50 anos é muito tempo. Lançado em 1968, o disco Tropicália ou Panis et Circenses mostrava ao Brasil (e mais tarde ao mundo) a modernidade nascente de uma geração pronta para o combate. Em vez de armas de fogo e repressão, a palavra cantada e a estética acolhedora e fulgurante do amor e da paz.
“Derramemos o vinho no linho da mesa”
“Miserere Nobis”, Gilberto Gil e Capinan
O Brasil não estava preparado para tanta e tão suculenta novidade. Se quisermos ser honestos no que dizemos, nem os próprios intervenientes seriam capazes de imaginar (mesmo os mais otimistas) o alcance do que haviam criado. Reunir nomes como os de Caetano Veloso, Gilberto Gil, Tom Zé, Gal Costa, Os Mutantes, Nara Leão, José Carlos Capinan (que poeta magnificamente moderno!) e Rogério Duprat num só disco, foi coisa irrepetível que poderia resultar numa de duas maneiras: fracasso absoluto ou triunfante sucesso. A história mostrou, e mostra até hoje, que os ouvidos do mundo souberam abraçar a festa miscigenada de ideias, sons, culturas e formas de expressão que os nomes mencionados foram capazes de criar. Estava feito o histórico disco coletivo de 1968. A música popular brasileira nunca mais foi a mesma e a “manhã tropical” desse dia continua a mostrar-se desfraldada e triunfante na “geléia geral brasileira”.
O importante era misturar, triturar as essências, reduzindo-as a um novo e mais cheiroso pó artístico. Mesmo que isso custasse o preço da desconfiança, mesmo que a traição a um fértil passado sonoro fosse convictamente assumida por algumas das estrelas da bem comportada MPB. Era um novo tempo emergente, uma vontade de rasgar certezas e de apostar em sobreposições desse mesmo material rasgado, acrescentando cola / coca-cola / yê-yê-yê / bumba meu boi / guitarras elétricas / “um beijo preso na garganta” / Estação Primeira de Mangueira / “Bat macumba”, tudo “nos Estados Unidos do Brasil”.

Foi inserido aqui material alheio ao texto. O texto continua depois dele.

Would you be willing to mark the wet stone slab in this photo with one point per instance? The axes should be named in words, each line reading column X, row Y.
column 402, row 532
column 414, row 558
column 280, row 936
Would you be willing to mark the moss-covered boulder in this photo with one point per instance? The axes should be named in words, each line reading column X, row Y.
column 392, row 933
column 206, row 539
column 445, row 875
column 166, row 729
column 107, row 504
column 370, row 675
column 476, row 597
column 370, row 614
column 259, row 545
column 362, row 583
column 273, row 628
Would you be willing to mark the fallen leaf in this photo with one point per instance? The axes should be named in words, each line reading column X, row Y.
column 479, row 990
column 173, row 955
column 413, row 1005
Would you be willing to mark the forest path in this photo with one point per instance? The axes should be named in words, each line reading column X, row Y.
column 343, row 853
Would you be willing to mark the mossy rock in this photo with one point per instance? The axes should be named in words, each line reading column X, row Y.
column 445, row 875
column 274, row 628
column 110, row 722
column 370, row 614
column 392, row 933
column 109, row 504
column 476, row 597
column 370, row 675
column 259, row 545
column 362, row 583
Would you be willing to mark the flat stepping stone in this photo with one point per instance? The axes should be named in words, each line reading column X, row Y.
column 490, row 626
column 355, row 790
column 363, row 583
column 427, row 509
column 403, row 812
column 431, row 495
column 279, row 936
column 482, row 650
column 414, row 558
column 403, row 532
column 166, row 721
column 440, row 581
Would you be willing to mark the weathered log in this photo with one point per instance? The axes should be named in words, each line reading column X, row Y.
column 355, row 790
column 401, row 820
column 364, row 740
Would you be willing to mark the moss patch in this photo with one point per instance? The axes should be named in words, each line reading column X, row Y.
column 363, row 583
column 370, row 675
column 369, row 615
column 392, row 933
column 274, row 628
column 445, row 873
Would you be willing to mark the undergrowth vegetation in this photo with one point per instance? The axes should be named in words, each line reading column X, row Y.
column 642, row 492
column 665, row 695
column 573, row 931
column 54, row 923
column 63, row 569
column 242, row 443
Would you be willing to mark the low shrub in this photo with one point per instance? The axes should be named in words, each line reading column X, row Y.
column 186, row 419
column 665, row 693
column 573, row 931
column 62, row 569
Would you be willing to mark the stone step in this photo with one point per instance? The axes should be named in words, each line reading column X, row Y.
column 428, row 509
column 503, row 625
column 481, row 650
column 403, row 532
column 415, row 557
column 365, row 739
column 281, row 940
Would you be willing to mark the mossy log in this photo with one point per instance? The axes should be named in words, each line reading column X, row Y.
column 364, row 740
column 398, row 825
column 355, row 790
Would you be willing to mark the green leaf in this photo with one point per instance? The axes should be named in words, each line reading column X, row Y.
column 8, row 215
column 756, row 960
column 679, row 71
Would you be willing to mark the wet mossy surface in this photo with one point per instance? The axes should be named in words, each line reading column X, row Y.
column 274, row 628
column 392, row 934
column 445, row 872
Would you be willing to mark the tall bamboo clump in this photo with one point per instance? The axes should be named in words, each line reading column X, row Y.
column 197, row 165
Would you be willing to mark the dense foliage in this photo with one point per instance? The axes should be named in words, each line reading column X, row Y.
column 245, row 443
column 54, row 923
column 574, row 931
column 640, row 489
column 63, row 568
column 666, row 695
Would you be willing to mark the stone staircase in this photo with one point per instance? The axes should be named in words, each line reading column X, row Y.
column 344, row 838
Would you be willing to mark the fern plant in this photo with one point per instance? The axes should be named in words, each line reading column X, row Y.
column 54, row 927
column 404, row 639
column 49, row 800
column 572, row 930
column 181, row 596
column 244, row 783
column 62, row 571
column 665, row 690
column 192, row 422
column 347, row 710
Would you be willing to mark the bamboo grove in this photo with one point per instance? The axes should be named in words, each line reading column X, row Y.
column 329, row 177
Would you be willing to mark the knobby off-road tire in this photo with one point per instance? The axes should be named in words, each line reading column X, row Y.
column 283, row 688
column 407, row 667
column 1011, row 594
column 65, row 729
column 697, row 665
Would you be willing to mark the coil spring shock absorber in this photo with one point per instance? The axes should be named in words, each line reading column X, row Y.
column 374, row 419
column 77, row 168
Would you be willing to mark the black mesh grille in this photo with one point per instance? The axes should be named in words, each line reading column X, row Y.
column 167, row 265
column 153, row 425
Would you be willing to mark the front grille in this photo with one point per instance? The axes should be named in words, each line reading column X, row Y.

O que hoje se celebra é o repentismo artístico de uma geração, a ousadia inusitada, o génio musical e intelectual da uma juventude inquieta. É isso que encontramos em “Miserere Nobis” (tende piedade de nós, numa simples tradução literal), em “Panis et Circenses” (pão e circo, estratégia política utilizada pelos romanos para contentar o povo desse longínquo tempo), em “Lindonéia” (canção a que Nara Leão, a menina amada por todo o Brasil bossanovista, soube dar voz, colando-se assim, inesperadamente, aos malditos tropicalistas), mas também em “Parque Industrial”, “Geleia Geral”, “Baby” (hino maior entre os maiores hinos do álbum), “Enquanto Seu Lobo Não Vem” (enorme flechada no regime ditatorial vigente, visível em versos como “debaixo da lama / debaixo das botas”, “Mamãe Coragem” ou Bat Macumba” (canção de letra concretista até à medula).
O triunfo do disco deve-se também, e em boa parte, aos torcidos arranjos do grande maestro Rogério Duprat, psicadélicos e experimentalistas. Duprat, como todos os restantes membros da turma tropicalista, estava interessado em esbater toda e qualquer barreira, sobretudo as que afastavam a música erudita da chamada música popular. Nesse sentido, Tropicália ou Panis et Circenses também triunfa, uma vez que as misturas sonoras que encerra dão força a essa abolição tão desejada.
Estava, então, nessa época já próxima do final dos anos sessenta, derramado “o vinho no linho da mesa”. A pureza imaculada das formas mais tradicionais da música que popularmente se produzia no Brasil estremeceu, e o epicentro desse imenso terramoto sonoro furou todas as escalas de Richter e de Mercalli da envergonhada intelectualidade brasileira da época. Depois, com um diagnóstico cada vez menos favorável, acabou por falecer. A partir daí, a música popular brasileira cresceu para lados e horizontes muitos diferentes, e os nomes dos artistas aqui mencionados souberam, através das suas obras, honrar o compromisso inicial: a música não poderá nunca ser porta voz de silêncios impostos. Ela é liberdade, ela é desassombro, ousadia, e o que mais quisermos fazer dela.
Glorifiquemos Tropicália ou Panis et Circenses, porque exaltar essa obra é uma excelente e inteligente forma de celebrar a vida!